At the investment level, BTR offers high risk-adjusted returns relative to other asset classes. Investors expect rental growth will be supported by rising household income and stable demand outstripping falling supply as institutional landlords replace buy-to-rent owners over the long term. BTR also offers new entrants an opportunity to cross-sell products from its core business and, in some cases, revitalise demand. While Lloyds will try to sell home insurance and rental deposit loans, John Lewis is expected to build BTR schemes in redeveloped department store car parks and above Waitrose supermarkets or next to distribution centres. John Lewis can efficiently cross-sell furniture, homeware and groceries.
No doubt, more new entrants will flock to the BTR sector over the coming years, but this trend need not concern existing players. It will represent opportunities for strategic partnerships and a greater development scale as the new capital, and BTR expertise align.
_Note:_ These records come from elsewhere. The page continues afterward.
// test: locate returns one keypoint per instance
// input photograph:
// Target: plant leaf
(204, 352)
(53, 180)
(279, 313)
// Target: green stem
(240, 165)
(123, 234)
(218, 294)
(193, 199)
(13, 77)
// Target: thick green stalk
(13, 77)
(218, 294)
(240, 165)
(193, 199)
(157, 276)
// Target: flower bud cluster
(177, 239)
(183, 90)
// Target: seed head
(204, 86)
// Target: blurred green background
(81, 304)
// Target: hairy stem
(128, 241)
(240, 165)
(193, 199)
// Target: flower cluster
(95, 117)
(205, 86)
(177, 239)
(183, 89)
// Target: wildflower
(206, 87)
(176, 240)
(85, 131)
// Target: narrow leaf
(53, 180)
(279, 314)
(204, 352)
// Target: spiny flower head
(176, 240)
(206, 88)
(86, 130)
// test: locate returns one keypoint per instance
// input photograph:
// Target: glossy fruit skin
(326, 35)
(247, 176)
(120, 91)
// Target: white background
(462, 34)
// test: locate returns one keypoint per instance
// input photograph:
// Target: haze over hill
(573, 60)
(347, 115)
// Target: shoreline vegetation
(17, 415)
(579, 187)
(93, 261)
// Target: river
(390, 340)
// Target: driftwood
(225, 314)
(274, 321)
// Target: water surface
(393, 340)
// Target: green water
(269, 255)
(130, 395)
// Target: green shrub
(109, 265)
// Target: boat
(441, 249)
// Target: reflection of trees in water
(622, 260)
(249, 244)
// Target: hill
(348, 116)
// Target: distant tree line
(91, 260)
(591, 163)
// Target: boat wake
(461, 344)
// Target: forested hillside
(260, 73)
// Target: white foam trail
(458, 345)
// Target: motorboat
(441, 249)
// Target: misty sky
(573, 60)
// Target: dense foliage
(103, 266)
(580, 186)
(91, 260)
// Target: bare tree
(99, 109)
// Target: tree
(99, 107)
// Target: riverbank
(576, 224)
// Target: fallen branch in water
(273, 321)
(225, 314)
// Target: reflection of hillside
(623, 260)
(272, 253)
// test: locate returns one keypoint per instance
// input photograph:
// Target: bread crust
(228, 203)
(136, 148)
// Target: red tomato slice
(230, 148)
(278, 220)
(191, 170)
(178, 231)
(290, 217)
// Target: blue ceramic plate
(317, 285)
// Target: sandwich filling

In particular, US private equity capital is expected to increase its sector presence. Over time, niches are also likely, such as the increased provision of single-family and single-occupant BTR units, suburban schemes and co-living.
To some extent, the pandemic has prompted a re-evaluation of what people want from where they live. It has reinforced the trend towards locality, work-life balance, demand for green spaces and gardens, and convenience. These spaces help to encourage resident socialising and community integration. Understanding of these requirements is shaping new entrants’ business models, which flows through to scheme design. BTR demand will increase in the years ahead, while in the near term, the removal of lockdown restrictions, together with the continued vaccine roll-out and easing of travel restrictions, will likely see a flurry of activity as 2021 concludes. Some even suggest the UK could be on the brink of a second consecutive record year for transaction volumes. Watch this space.